Si l’attention médiatique s’est concentrée sur l’élection de l’exécutif, une autre étape décisive s’est jouée dans l’ombre le même jour : la mise en place des commissions intérieures de l’assemblée provinciale. Quinze commissions ont été constituées, avec la désignation de leurs membres et de leurs présidents. Un rouage essentiel du fonctionnement institutionnel, souvent méconnu du grand public, mais déterminant dans la fabrication des politiques publiques.
Ces commissions ne sont pas de simples chambres d’enregistrement. Elles constituent le cœur technique de la province Sud. Chaque dossier y est examiné, discuté, amendé avant d’être présenté en assemblée, garantissant ainsi un travail de fond et une certaine rigueur dans la prise de décision. Dans un contexte économique tendu, cette organisation prend tout son sens : éviter les improvisations et privilégier des décisions structurées.
Fait notable, plusieurs présidences ont été confiées à des élus issus de l’opposition, notamment du FLNKS et d’Éveil océanien. Une répartition qui témoigne d’une certaine ouverture institutionnelle, mais aussi d’un équilibre politique imposé par la composition de l’assemblée. Une réalité démocratique qui oblige à composer sans pour autant renoncer à une ligne directrice claire.
Des commissions clés aux mains d’élus identifiés
Parmi les nominations marquantes, Sandra Hema prend la tête de la commission du budget, des finances et du patrimoine, un poste stratégique dans une période où chaque franc public compte. Naïa Wateou est désignée au développement économique, un secteur crucial pour relancer l’activité et restaurer la confiance des acteurs locaux. Ces choix traduisent une volonté de placer des profils identifiés sur des dossiers sensibles.
Jordan Courtot hérite de l’habitat, de l’urbanisme et de l’aménagement du territoire, tandis que Levay Roy prend en charge le développement rural. Muriel Malfar-Pauga se voit confier la santé et l’action sociale, un secteur sous tension depuis plusieurs années. Autant de domaines où les attentes de la population sont fortes et les marges de manœuvre limitées.
Les autres commissions complètent ce dispositif avec une répartition large : environnement confié à Cael Normandon, personnel et réglementation générale à Teva Puahio, emploi et formation professionnelle à Marie-Pierre Goyetche.

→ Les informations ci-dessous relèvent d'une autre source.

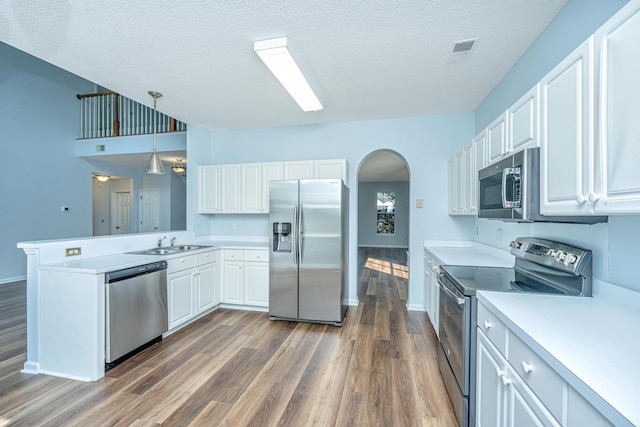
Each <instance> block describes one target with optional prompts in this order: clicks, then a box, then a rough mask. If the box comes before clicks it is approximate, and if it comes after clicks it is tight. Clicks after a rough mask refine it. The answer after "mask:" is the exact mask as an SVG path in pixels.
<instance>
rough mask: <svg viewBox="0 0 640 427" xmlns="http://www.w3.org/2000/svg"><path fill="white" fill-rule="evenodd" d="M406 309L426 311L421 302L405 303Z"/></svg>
mask: <svg viewBox="0 0 640 427" xmlns="http://www.w3.org/2000/svg"><path fill="white" fill-rule="evenodd" d="M407 310H409V311H427V310H425V309H424V305H421V304H407Z"/></svg>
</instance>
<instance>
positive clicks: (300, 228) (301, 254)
mask: <svg viewBox="0 0 640 427" xmlns="http://www.w3.org/2000/svg"><path fill="white" fill-rule="evenodd" d="M302 207H303V205H302V204H300V206H299V207H298V218H297V220H296V222H297V223H298V261H299V262H300V264H302V256H303V253H302V239H303V237H304V230H303V229H302Z"/></svg>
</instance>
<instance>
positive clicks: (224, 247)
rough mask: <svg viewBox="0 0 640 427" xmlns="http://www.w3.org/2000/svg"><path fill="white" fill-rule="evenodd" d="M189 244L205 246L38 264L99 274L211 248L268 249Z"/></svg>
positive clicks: (226, 241)
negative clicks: (175, 249)
mask: <svg viewBox="0 0 640 427" xmlns="http://www.w3.org/2000/svg"><path fill="white" fill-rule="evenodd" d="M190 244H197V245H205V246H208V247H207V248H202V249H195V250H190V251H184V252H178V253H174V254H168V255H145V254H131V253H118V254H113V255H104V256H96V257H89V258H80V259H74V260H68V261H62V262H54V263H48V264H42V265H40V268H41V269H43V270H49V271H73V272H74V273H84V274H101V273H107V272H109V271H114V270H120V269H124V268H129V267H135V266H137V265H142V264H148V263H152V262H157V261H162V260H167V259H171V258H179V257H183V256H187V255H195V254H198V253H201V252H206V251H210V250H212V249H268V248H269V244H268V242H266V241H246V240H245V241H219V240H216V241H213V240H204V241H203V240H201V241H198V242H192V243H190Z"/></svg>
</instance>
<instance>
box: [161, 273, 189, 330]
mask: <svg viewBox="0 0 640 427" xmlns="http://www.w3.org/2000/svg"><path fill="white" fill-rule="evenodd" d="M167 286H168V288H167V299H168V310H169V329H172V328H174V327H175V326H177V325H179V324H181V323H184V322H186V321H187V320H189V319H191V318H192V317H193V316H194V314H195V307H194V305H193V273H192V271H191V269H189V270H185V271H180V272H178V273H173V274H169V275H167Z"/></svg>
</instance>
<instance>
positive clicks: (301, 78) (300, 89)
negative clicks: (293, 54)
mask: <svg viewBox="0 0 640 427" xmlns="http://www.w3.org/2000/svg"><path fill="white" fill-rule="evenodd" d="M253 50H254V51H255V52H256V53H257V54H258V56H259V57H260V59H262V62H264V63H265V65H266V66H267V68H269V70H271V72H272V73H273V75H274V76H276V78H277V79H278V81H279V82H280V84H281V85H282V86H284V88H285V89H286V90H287V92H289V95H291V97H292V98H293V99H294V100H295V101H296V102H297V103H298V105H299V106H300V108H302V111H305V112H309V111H320V110H322V108H323V107H322V104H321V103H320V101H319V100H318V97H317V96H316V94H315V93H313V90H312V89H311V86H309V83H307V80H306V79H305V78H304V76H303V75H302V72H301V71H300V68H298V65H297V64H296V62H295V61H294V60H293V57H292V56H291V53H289V49H287V38H286V37H280V38H277V39H270V40H262V41H258V42H254V43H253Z"/></svg>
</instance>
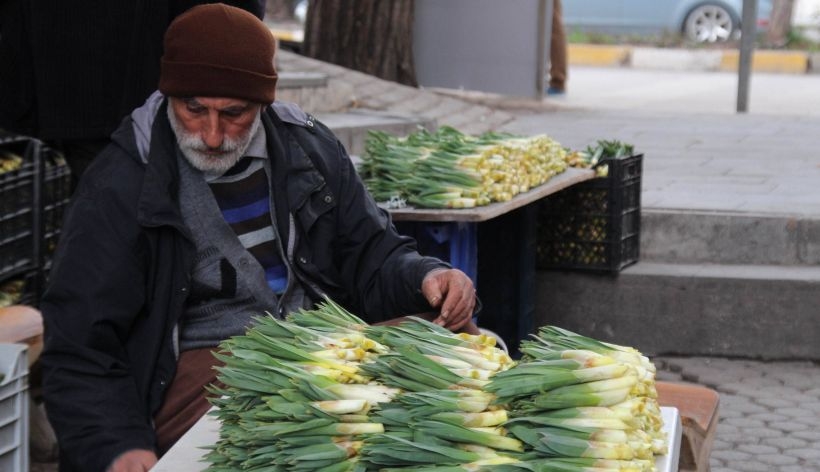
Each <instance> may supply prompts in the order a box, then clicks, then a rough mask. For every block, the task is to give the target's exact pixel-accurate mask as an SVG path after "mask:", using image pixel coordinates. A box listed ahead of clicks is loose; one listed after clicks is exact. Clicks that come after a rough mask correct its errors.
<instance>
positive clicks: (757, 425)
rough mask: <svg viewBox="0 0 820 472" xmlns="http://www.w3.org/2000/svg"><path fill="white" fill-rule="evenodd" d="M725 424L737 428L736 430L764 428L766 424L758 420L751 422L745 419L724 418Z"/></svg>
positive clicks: (750, 419)
mask: <svg viewBox="0 0 820 472" xmlns="http://www.w3.org/2000/svg"><path fill="white" fill-rule="evenodd" d="M726 424H730V425H733V426H737V427H738V428H741V429H743V428H764V427H765V426H766V423H764V422H762V421H760V420H753V419H749V418H747V417H742V418H726Z"/></svg>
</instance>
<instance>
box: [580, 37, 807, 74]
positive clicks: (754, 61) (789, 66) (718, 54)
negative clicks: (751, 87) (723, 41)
mask: <svg viewBox="0 0 820 472" xmlns="http://www.w3.org/2000/svg"><path fill="white" fill-rule="evenodd" d="M568 55H569V62H570V65H571V66H600V67H634V68H643V69H659V70H678V71H684V70H685V71H690V72H691V71H724V72H727V71H728V72H732V71H737V66H738V61H739V57H740V52H739V50H738V49H695V48H688V49H676V48H653V47H645V46H629V45H611V46H610V45H598V44H569V46H568ZM752 72H774V73H785V74H820V53H810V52H806V51H789V50H769V49H756V50H755V51H754V55H753V59H752Z"/></svg>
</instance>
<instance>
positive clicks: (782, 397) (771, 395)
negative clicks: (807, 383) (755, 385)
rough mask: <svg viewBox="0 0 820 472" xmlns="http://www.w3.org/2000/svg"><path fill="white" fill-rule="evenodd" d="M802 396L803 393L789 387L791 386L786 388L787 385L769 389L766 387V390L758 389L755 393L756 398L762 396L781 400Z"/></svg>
mask: <svg viewBox="0 0 820 472" xmlns="http://www.w3.org/2000/svg"><path fill="white" fill-rule="evenodd" d="M802 395H803V392H802V391H801V390H799V389H796V388H794V387H791V386H788V385H782V386H771V387H767V388H764V389H760V390H758V391H757V392H755V396H758V397H761V396H763V397H781V398H788V399H790V400H791V399H792V398H793V397H796V396H802Z"/></svg>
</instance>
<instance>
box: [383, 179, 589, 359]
mask: <svg viewBox="0 0 820 472" xmlns="http://www.w3.org/2000/svg"><path fill="white" fill-rule="evenodd" d="M595 176H596V174H595V171H594V170H591V169H578V168H574V167H570V168H568V169H566V170H565V171H564V172H562V173H560V174H558V175H556V176H554V177H552V178H551V179H550V180H548V181H547V182H545V183H543V184H541V185H539V186H537V187H534V188H532V189H530V190H529V191H528V192H524V193H520V194H518V195H516V196H515V197H513V198H512V199H511V200H509V201H507V202H497V203H492V204H489V205H485V206H479V207H475V208H461V209H430V208H391V209H388V211H389V212H390V215H391V217H392V218H393V221H394V222H396V226H397V227H398V229H399V231H400V232H402V233H404V234H407V235H408V236H413V237H414V238H415V239H416V240H417V241H418V243H419V249H420V251H421V252H422V253H427V254H429V255H433V256H437V257H441V258H443V259H445V260H447V261H449V262H450V263H451V264H452V265H453V267H455V268H458V269H460V270H462V271H463V272H464V273H465V274H467V275H468V276H469V277H470V278H471V279H472V280H473V283H474V284H475V286H476V287H477V288H478V289H479V290H478V293H479V298H481V295H482V289H481V287H482V285H481V281H480V280H479V277H478V260H479V257H480V255H479V250H478V249H479V248H478V246H479V243H478V224H479V223H488V224H489V223H490V222H491V220H492V221H493V222H495V221H497V219H500V218H499V217H502V216H504V217H505V218H506V217H510V216H514V217H515V218H514V219H513V221H514V226H515V227H516V229H511V228H505V229H504V230H502V231H501V232H502V235H501V237H502V238H503V241H498V242H499V243H503V244H504V245H505V246H506V247H505V248H504V250H506V251H509V250H510V249H509V248H510V247H513V248H514V251H513V254H511V255H510V256H511V257H512V258H514V259H516V260H517V261H519V262H518V263H517V264H515V265H517V270H516V271H515V272H516V273H505V274H503V276H501V275H500V274H496V275H498V276H499V280H494V281H491V282H494V283H490V284H487V286H495V287H496V289H497V288H499V287H498V285H499V281H502V282H500V283H507V284H510V283H512V284H514V289H515V291H517V298H518V303H517V308H512V309H511V308H510V307H505V309H509V310H511V311H512V312H513V314H514V316H515V322H514V324H515V333H514V336H512V335H510V336H509V339H507V344H508V345H511V347H513V349H516V346H517V345H518V341H519V340H521V339H523V338H525V337H526V336H527V335H528V334H529V332H530V328H531V325H532V316H533V311H534V306H535V302H534V299H535V294H534V291H535V287H534V284H535V260H536V254H535V249H536V241H535V239H536V220H537V217H538V211H537V210H538V207H537V205H535V203H537V202H538V201H540V200H542V199H544V198H546V197H548V196H550V195H553V194H555V193H557V192H559V191H561V190H563V189H565V188H567V187H570V186H572V185H575V184H578V183H580V182H584V181H587V180H591V179H593V178H595ZM427 242H429V244H426V243H427ZM429 246H435V247H445V248H446V249H445V250H443V251H441V250H439V251H430V250H429ZM496 249H500V246H496V248H494V249H493V250H494V251H495V250H496ZM493 255H494V254H493ZM495 270H496V269H494V271H495ZM484 293H485V294H486V293H487V292H486V291H485V292H484ZM485 308H487V307H486V304H485ZM488 311H490V312H492V311H493V310H488ZM485 313H486V311H485ZM490 315H491V316H492V315H496V316H500V314H499V313H490ZM479 316H481V314H479ZM503 322H504V323H513V321H511V320H504V321H503ZM480 324H481V323H480ZM513 338H514V339H513Z"/></svg>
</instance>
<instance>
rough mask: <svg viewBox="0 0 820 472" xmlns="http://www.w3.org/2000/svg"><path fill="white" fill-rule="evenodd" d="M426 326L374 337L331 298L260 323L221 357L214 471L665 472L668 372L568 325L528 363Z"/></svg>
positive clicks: (477, 341)
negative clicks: (603, 342) (465, 471)
mask: <svg viewBox="0 0 820 472" xmlns="http://www.w3.org/2000/svg"><path fill="white" fill-rule="evenodd" d="M494 341H495V340H494V338H492V337H487V336H485V335H477V336H476V335H469V334H453V333H451V332H449V331H448V330H446V329H444V328H442V327H440V326H438V325H435V324H433V323H431V322H428V321H425V320H422V319H420V318H414V317H409V318H407V320H406V321H404V322H402V323H401V324H399V325H397V326H369V325H367V324H366V323H364V322H363V321H362V320H361V319H359V318H358V317H356V316H355V315H353V314H351V313H349V312H347V311H345V310H344V309H343V308H342V307H340V306H339V305H337V304H335V303H333V302H332V301H330V300H327V301H326V302H325V303H323V304H321V305H320V306H319V307H318V308H317V309H316V310H312V311H307V310H303V311H300V312H297V313H293V314H291V315H289V316H288V318H287V319H286V320H277V319H275V318H273V317H260V318H258V319H256V320H255V324H254V325H253V326H252V327H251V328H249V329H248V331H247V332H246V334H245V335H243V336H237V337H234V338H231V339H229V340H227V341H225V342H223V343H222V344H221V345H220V352H219V353H217V354H215V355H216V356H217V357H218V358H219V359H220V360H221V361H222V362H223V363H224V365H223V366H221V367H219V368H218V371H219V375H218V381H219V385H218V386H217V385H212V386H209V390H210V392H211V393H212V394H213V398H212V399H211V402H212V403H213V404H214V405H215V407H216V408H215V412H214V413H212V414H214V415H216V417H217V418H218V419H219V421H220V423H221V428H220V436H219V440H218V442H217V443H216V444H215V445H214V446H212V447H211V448H210V451H209V452H208V454H207V456H206V461H208V462H209V463H210V465H209V469H208V470H209V471H211V472H223V471H229V470H231V471H236V470H251V471H266V472H279V471H321V472H336V471H339V472H350V471H352V472H376V471H379V472H398V471H405V472H412V471H434V472H435V471H438V472H462V471H495V472H499V471H500V472H518V471H530V472H541V471H544V472H546V471H572V472H581V471H585V472H608V471H634V472H648V471H652V470H654V460H653V458H654V454H658V453H661V452H663V450H664V447H665V438H664V437H663V433H662V431H661V426H662V424H661V420H660V410H659V407H658V405H657V401H656V400H655V397H656V393H655V388H654V366H653V365H652V364H651V362H649V360H648V359H646V357H644V356H642V355H641V354H640V353H639V352H637V351H636V350H634V349H632V348H627V347H623V346H618V345H614V344H609V343H603V342H599V341H596V340H593V339H590V338H586V337H583V336H580V335H577V334H575V333H572V332H569V331H566V330H562V329H560V328H555V327H549V326H548V327H544V328H541V329H540V330H539V331H538V332H537V334H535V335H534V336H533V337H532V340H529V341H526V342H523V343H522V345H521V351H522V352H523V353H524V358H523V359H522V361H521V362H519V363H516V362H514V361H513V360H512V359H511V358H510V357H509V356H508V355H507V354H506V353H504V352H503V351H501V350H499V349H498V348H496V347H495V343H494Z"/></svg>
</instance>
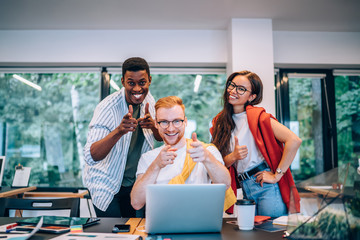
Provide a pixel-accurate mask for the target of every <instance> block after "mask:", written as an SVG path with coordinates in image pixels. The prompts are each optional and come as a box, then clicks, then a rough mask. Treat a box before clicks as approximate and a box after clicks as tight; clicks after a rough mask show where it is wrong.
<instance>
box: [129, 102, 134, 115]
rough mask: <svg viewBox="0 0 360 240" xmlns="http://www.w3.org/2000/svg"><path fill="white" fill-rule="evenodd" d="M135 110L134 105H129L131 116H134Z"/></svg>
mask: <svg viewBox="0 0 360 240" xmlns="http://www.w3.org/2000/svg"><path fill="white" fill-rule="evenodd" d="M133 111H134V110H133V108H132V105H129V113H130V114H131V116H132V114H133Z"/></svg>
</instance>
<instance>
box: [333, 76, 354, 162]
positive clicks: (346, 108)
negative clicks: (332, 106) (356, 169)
mask: <svg viewBox="0 0 360 240" xmlns="http://www.w3.org/2000/svg"><path fill="white" fill-rule="evenodd" d="M335 101H336V126H337V147H338V161H339V162H338V166H339V168H341V167H344V165H346V164H348V163H350V164H352V165H354V166H356V167H355V169H356V168H357V166H358V164H359V163H358V159H360V73H358V74H351V75H347V74H343V75H338V76H335Z"/></svg>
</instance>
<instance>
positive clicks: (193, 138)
mask: <svg viewBox="0 0 360 240" xmlns="http://www.w3.org/2000/svg"><path fill="white" fill-rule="evenodd" d="M191 139H192V140H193V141H194V142H197V141H198V139H197V136H196V132H193V134H192V135H191Z"/></svg>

Nicolas Yamamoto prend la jeunesse, les sports et les loisirs, Marie-Jo Barbier l’enseignement, Laure Moreau la culture. Laura Vendegou s’occupe des équipements publics, de l’énergie et des transports, tandis que Marie-Laure Ukeiwé est en charge de la condition féminine. Oriane Trolue gère l’enseignement privé et Jean-Patrick Toura pilote le suivi du plan provincial de développement durable. Un maillage complet qui couvre l’ensemble des politiques publiques structurantes.
Une mandature sous le signe du pragmatisme et de la responsabilité
Avec l’installation de ces commissions et la répartition des responsabilités, la nouvelle mandature entre dans sa phase opérationnelle. Le temps des discours laisse place à celui de l’action, dans un contexte où la province Sud reste le moteur économique du territoire. La désignation prochaine des représentants dans les organismes extérieurs, comme Promosud, la SEM Sud Habitat ou le SMTU, viendra compléter ce dispositif institutionnel.
Ce nouvel exécutif s’inscrit dans une logique assumée : refuser l’immobilisme et privilégier une gestion pragmatique, centrée sur les résultats. Dans une période marquée par les incertitudes économiques et les tensions politiques, cette orientation tranche avec certaines postures idéologiques. Ici, l’objectif est clair : gouverner, décider et agir.